After graduating in 1890, Farrand returned to Ann Arbor for medical school and served as the manager of the 1891 team. While serving as manager of the football team in 1891, Farrand hired the team's first coach. On October 13, 1891, The Michigan Daily reported that the Athletic Association had instructed Farrand to retain Mike Murphy, trainer of the Detroit Athletic Club, "for a few days to get the team in shape to turn over to a coach." Farrand graduated from Michigan's medical school in 1892 and subsequently took post-graduate work at the New York College of Physicians and Surgeons.

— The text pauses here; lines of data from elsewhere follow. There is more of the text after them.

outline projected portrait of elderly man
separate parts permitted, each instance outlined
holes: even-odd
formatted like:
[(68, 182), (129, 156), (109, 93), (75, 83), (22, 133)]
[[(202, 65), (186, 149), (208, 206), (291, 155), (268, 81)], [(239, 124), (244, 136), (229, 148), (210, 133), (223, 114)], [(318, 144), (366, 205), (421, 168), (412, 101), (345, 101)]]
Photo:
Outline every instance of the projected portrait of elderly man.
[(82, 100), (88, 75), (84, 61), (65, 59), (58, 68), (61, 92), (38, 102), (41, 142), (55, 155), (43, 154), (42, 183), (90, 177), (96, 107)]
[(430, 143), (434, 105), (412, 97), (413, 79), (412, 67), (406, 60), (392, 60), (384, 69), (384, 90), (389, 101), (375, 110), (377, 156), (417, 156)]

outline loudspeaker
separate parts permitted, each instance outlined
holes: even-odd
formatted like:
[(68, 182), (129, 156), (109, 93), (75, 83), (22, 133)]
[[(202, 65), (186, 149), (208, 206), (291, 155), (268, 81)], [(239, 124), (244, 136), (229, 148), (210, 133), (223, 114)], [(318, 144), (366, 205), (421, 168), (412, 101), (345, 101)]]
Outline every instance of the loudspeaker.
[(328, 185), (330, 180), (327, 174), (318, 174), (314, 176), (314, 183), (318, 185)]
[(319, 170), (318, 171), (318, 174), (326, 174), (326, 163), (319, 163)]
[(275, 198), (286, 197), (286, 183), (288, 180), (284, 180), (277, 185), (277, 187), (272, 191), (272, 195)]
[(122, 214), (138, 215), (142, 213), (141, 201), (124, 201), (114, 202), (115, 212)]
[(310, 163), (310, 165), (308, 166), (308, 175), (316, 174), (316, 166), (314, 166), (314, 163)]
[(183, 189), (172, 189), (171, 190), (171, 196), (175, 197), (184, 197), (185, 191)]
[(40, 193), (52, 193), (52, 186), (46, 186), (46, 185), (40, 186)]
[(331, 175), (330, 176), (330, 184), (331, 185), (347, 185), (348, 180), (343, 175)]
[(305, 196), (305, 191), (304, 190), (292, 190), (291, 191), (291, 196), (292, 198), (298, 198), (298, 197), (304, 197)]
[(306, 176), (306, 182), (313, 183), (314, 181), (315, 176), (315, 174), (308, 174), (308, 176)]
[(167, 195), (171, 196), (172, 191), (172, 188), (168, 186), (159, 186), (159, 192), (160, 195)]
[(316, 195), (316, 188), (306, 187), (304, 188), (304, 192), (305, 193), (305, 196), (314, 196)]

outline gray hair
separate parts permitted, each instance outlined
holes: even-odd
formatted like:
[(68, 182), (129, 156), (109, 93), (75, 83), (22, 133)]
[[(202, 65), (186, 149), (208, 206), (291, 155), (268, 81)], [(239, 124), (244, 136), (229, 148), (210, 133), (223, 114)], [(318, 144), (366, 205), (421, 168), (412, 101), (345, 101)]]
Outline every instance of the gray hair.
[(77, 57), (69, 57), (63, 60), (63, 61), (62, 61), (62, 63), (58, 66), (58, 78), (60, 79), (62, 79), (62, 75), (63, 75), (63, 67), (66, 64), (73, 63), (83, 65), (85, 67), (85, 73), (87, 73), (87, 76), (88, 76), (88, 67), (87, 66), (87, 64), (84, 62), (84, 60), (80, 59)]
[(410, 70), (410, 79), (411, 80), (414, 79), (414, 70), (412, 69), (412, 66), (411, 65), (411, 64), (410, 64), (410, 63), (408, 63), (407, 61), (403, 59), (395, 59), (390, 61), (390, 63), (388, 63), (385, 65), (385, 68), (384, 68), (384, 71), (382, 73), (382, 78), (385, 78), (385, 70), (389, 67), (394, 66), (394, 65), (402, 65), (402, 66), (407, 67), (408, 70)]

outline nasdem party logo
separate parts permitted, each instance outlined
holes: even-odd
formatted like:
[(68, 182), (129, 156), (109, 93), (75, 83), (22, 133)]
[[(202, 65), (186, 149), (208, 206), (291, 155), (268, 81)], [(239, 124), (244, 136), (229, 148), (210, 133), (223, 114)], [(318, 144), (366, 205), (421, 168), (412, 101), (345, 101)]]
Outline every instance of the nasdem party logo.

==Medical career, family and later years==
After completing his medical studies, Farrand worked for a time as an intern at the Atlantic Copper Mine Hospital in Houghton, Michigan. He next practiced medicine in Detroit.

In June 1898, a Detroit court ordered Farrand committed to the Oak Grove Asylum in Flint, Michigan. He had reportedly given "signs of breaking down" under the strain of excessive study and work. One newspaper reported that Farrand was suffering from "dementia as a result of hard work."

Farrand moved to Niagara, Wisconsin, where he worked for nine years as a physician at the Kimberly-Clark mill. In approximately 1907, he moved back to Houghton. In approximately 1922, he moved to Appleton, Wisconsin, where he worked as a part-time assistant in swimming and "basement management" at the Appleton YMCA.

Farrand married Jessie Douglas MacNaughton in September 1896 in Calumet, Michigan. They had three children, Isabel Douglas Farrand (born 1898 in Detroit), David Osburn Farrand (born 1902 in Niagara) and Katherine MacNaughton Farrand (born 1905 in Niagara).

In March 1927, Farrand died in Appleton at age 58. He was buried at Elmwood Cemetery in Detroit.